The report said demand for specialised capabilities such as GenAI, AI deployment engineering, governance, and machine learning operations (MLOps) is rising rapidly as companies move from AI experimentation to production-scale deployment.
 
The study, based on 350,000 AI-related job postings over the past 90 days, found that GenAI recorded the widest talent gap, followed by AI deployment engineering (72.4 per cent), AI governance (70 per cent), and MLOps (68 per cent). While India remains one of the world’s largest AI talent markets, the report said the biggest shortages are emerging in skills needed to deploy, operate, and govern AI systems at scale.
 
“Foundational ML and decision intelligence are reasonably staffed. GenAI, AI model operations, AI deployment engineering, natural language processing (NLP), AI governance, and AI security all show critical shortages,” the report observed.
 
AI security roles showed a 67 per cent shortage, while NLP roles had a shortage of 63 per cent. Meanwhile, hiring demand for foundational AI skills remains relatively balanced, with talent shortages considerably lower in areas such as ML (29 per cent) and decision intelligence (17 per cent).
 
The findings suggest that the challenge for employers is no longer access to AI talent in general, but the availability of specialised professionals capable of building production-ready systems and integrating them into enterprise workflows.
 
According to the report, India has a sizeable pool of professionals with foundational AI and analytical capabilities, but worryingly, fewer workers possess expertise in areas such as model deployment, governance frameworks, observability, security, and enterprise-scale AI implementation.
 
The report estimated that India currently has around 920,000 AI professionals across core AI and AI-embedded roles. However, demand is increasingly concentrated in specialist functions.
 
Nearly 68 per cent of AI hiring demand is now directed towards core AI roles, while a large share of the available workforce is concentrated in AI-adjacent positions that support implementation and business transformation, the report said.
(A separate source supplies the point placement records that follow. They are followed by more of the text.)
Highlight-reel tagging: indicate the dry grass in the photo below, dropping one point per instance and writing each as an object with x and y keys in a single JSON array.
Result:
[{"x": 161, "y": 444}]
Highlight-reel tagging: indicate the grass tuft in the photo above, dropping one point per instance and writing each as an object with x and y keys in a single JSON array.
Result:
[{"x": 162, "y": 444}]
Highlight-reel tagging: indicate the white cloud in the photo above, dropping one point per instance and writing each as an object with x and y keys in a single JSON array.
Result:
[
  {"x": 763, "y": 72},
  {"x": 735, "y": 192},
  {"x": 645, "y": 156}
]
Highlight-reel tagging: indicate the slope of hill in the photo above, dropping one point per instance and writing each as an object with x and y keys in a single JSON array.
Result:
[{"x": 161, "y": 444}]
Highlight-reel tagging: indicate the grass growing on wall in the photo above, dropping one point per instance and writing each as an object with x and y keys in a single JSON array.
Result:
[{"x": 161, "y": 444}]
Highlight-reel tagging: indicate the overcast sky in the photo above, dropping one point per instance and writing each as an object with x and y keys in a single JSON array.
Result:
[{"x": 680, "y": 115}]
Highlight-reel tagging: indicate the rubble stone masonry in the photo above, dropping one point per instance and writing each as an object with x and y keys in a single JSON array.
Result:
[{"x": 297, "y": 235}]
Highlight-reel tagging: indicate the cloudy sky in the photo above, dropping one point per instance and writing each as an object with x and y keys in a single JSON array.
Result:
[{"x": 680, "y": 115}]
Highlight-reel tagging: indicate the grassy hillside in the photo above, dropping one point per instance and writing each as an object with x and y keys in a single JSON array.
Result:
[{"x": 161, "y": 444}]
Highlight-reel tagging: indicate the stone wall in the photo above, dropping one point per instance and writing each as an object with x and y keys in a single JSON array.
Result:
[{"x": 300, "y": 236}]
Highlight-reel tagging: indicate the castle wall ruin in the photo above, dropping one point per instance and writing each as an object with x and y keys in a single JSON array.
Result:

Rather than focusing on experimentation and proof-of-concept projects, organisations are increasingly looking to deploy AI systems in customer service, software development, operations, marketing, compliance, and decision-making functions, it added.
 
The report also highlighted the emergence of new roles linked to agentic AI systems and enterprise AI deployment. Hiring demand for positions such as agentic AI developer, GenAI engineer, AI platform engineer, and AI product owner has grown sharply over the past year as companies seek to operationalise AI across business functions. “In corporate and advisory functions, AI demand is moving into judgement-heavy work. These job descriptions are not asking for model builders; they are asking for functional specialists who can use AI to improve decision quality, control discipline, and workforce capability,” said the report.
 
At the same time, employers continue to face acute shortages in mid-career talent. The report found that nearly half of all AI hiring demand is concentrated among professionals with three to five years of experience, creating intense competition for workers who combine technical expertise with practical deployment experience.
 
According to Quess Corp, India is expected to create more than 2.3 million AI-embedded roles by 2030 while transforming over 4.5 million existing jobs. The report said future workforce demand is likely to be driven less by traditional AI research roles and more by professionals who can implement, govern, and scale AI systems in real-world business environments.